We Can’t Wait on Water
The Restoration and Protection of Florida’s Water Resources is an Essential Taxpayer Investment
Water is perhaps Florida’s most valuable resource. In addition to sustaining life, it provides many environmental, economic, and recreational benefits to the public.
With more than 7,700 lakes, 10,550 miles of rivers, more than 1,000 springs, and 2,276 miles of tidal shoreline, it is also central to Florida’s identity and a key reason why so many people visit the Sunshine State.
The Governor and the Legislature recognize this, and state investment in protecting and restoring our water resources is increasing as a result.
On his second day in office, Governor Ron DeSantis issued an Executive Order making the environment, especially water, a top priority. It called for funding of $2.5 billion over four years--$625 million a year—to significantly expedite Everglades restoration and the protection of our water resources. He called for creating a Blue-Green Algae Task Force and reestablishing a Red Tide Task Force, expediting projects to restore the Everglades and to clean and reduce discharges from Lake Okeechobee, and creating grant programs to assist communities with water supply and septic -to-sewer conversion projects.
The Governor also directed changes at the Florida Department of Environmental Protection (DEP) to enhance effectiveness, collaboration and transparency and appointed a Chief Science Officer to prioritize scientific research and analyzing needs.
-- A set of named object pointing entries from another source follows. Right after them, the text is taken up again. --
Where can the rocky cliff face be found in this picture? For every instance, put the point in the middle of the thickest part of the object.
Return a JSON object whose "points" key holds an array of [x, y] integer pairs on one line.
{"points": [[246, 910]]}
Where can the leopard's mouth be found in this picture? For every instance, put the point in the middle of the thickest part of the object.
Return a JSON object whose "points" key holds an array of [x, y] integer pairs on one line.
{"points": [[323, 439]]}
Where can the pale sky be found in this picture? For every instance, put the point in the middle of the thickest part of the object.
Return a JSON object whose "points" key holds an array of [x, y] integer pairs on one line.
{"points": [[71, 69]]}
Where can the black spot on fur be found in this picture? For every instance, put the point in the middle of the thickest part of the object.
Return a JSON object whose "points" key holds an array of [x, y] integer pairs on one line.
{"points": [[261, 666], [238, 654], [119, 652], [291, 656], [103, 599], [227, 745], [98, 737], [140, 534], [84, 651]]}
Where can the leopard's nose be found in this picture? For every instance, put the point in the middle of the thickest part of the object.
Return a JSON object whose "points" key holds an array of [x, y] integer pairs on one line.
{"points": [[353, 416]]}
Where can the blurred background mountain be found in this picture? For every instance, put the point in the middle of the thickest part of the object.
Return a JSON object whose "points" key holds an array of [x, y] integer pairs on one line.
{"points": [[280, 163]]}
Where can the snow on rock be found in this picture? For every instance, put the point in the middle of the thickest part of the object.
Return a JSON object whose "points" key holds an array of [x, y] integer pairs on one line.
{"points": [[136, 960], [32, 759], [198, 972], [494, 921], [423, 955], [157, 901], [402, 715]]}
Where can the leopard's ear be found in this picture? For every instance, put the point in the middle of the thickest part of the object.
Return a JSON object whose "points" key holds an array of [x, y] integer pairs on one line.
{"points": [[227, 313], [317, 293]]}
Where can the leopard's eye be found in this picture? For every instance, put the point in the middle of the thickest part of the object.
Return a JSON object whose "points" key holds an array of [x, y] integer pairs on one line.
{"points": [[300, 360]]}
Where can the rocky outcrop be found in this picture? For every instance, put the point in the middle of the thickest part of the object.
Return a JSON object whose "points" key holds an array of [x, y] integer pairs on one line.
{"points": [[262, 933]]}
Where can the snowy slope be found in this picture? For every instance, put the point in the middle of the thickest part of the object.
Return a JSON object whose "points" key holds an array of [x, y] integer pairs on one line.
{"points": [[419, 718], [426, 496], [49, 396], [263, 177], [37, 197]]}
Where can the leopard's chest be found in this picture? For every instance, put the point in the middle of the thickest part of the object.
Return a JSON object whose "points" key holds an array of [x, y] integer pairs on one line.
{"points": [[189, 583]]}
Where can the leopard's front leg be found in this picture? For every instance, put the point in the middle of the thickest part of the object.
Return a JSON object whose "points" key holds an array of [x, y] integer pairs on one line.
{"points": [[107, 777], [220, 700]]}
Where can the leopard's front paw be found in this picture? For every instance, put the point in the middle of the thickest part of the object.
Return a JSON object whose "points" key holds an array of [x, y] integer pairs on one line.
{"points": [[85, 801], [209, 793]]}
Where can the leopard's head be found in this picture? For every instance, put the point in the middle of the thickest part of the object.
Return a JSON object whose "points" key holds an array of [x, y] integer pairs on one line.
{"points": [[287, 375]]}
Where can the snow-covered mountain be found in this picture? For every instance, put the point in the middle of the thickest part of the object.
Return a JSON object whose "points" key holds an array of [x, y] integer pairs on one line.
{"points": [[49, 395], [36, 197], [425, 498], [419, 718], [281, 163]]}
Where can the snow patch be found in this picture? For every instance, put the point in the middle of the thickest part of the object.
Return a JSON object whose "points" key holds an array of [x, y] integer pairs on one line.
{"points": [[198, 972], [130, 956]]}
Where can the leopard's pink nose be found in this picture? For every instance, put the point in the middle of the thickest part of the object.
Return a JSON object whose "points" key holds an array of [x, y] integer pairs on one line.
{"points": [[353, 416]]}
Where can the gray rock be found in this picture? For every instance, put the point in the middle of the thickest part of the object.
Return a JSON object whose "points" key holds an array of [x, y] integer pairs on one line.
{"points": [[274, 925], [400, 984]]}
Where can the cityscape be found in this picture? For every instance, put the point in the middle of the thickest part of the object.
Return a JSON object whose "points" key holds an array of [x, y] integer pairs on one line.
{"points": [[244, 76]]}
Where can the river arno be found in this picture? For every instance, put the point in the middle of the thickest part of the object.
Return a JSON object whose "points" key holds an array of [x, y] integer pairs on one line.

He also created an Office of Resilience and Coastal Protection to ensure Florida’s coastal communities are prepared for the impacts of sea-level rise and opposed all off-shore oil and gas activities off every coast in Florida, as well as hydraulic fracturing.
The Legislature followed with $634 million in appropriations, that while not mirroring the Governor’s recommendations, addressed the key points.
Governor DeSantis recently released his budget recommendations for FY2020-21 and they reaffirm his commitment to the Everglades and the state’s water resources. His budget includes $635 million for water, including $322 million for the Everglades, $200 million for targeted water quality improvements, $40 million for alternative water supply grants, and $50 million for springs restoration.
The focus has been on restoring the Everglades, Lake Okeechobee and the St. Lucie and Caloosahatchee estuaries and will continue to be due to the Everglades sheer size and importance—it is the largest ecosystem restoration project in the world. In 2000, Congress approved the Comprehensive Everglades Restoration Plan (CERP), a $10.5 billion, 35-plus year project, designed to restore natural sheetflow, rehydrate marshes, and provide freshwater flows to protect our estuaries. Currently more than eight million South Florida residents, more than one-third of the state’s population, directly rely on the Everglades system for freshwater supply. Florida’s billion agriculture sector also relies heavily on this system to supply water for crop irrigation. The Everglades is also home to a diverse wildlife population, including 73 threatened or endangered species.
In recent years, increasing attention has been paid to nutrient reductions in Lake Okeechobee and the harmful discharges into downstream estuaries, as well as remediating and preventing the algal blooms these nutrient-laden waters cause.
This report examines the investment in water resource restoration, protection, and the potential benefits it provides.